S-1 as adjuvant chemotherapy for early stage NSCLC
Recent meta-analyses of data from many clinical studies showed that postoperative adjuvant chemotherapy improves survival in patients with early stage NSCLC [Pignon et al. 2008]. S-1 is thought to be a potentially suitable as adjuvant chemotherapy when combined with CDDP or prolonged daily use of S-1 instead of tegafur-uracil (UFT) in Japan.

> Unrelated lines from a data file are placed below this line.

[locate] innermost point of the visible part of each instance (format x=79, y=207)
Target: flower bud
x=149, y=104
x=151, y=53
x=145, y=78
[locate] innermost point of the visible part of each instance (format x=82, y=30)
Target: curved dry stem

WJOG recently presented the results of a randomized phase II trial of adjuvant chemotherapy with S-1 and CDDP versus S-1 alone in patients with resected stage II–IIIA NSCLC. Both S-1 monotherapy and a combination of S-1 and CDDP were feasible as adjuvant chemotherapy for completely resected NSCLC [Yoshioka et al. 2012a]. An ongoing randomized phase III trial of S-1 compared with UFT in patients with completely resected stage I NSCLC is being conducted by the Japan Clinical Oncology Group (JCOG). In the former study, the predictive molecular markers of S-1 are also identified cyclopaedically by microarray-based gene expression analysis. If molecular targets for S-1 were identified in many analyses like this, the individual therapy of S-1 could be pragmatized in the near future.
Conclusions
S-1 is an orally administered, active cytotoxic agent against NSCLC. In Japanese clinical practice, most physicians prefer to use S-1 for the treatment of NSCLC in various situations because of its oral administration, relatively well-tolerated toxicity (especially in Japanese patients) and expected comparative efficacy to other antitumor agents. S-1 combined with CDDP or CBDCA is a standard treatment regimen for use in the first-line setting. S-1 monotherapy may be used as second-line or later therapy. In patients with locally advanced NSCLC, S-1 and CDDP with concurrent TRT is associated with encouraging outcomes. Adjuvant chemotherapy with S-1 is also promising against early stage NSCLC.
Footnotes
Funding
This research received no specific grant from any funding agency in the public, commercial, or not-for-profit sectors.
Conflict of interest statement
The author has no conflicts of interest to declare.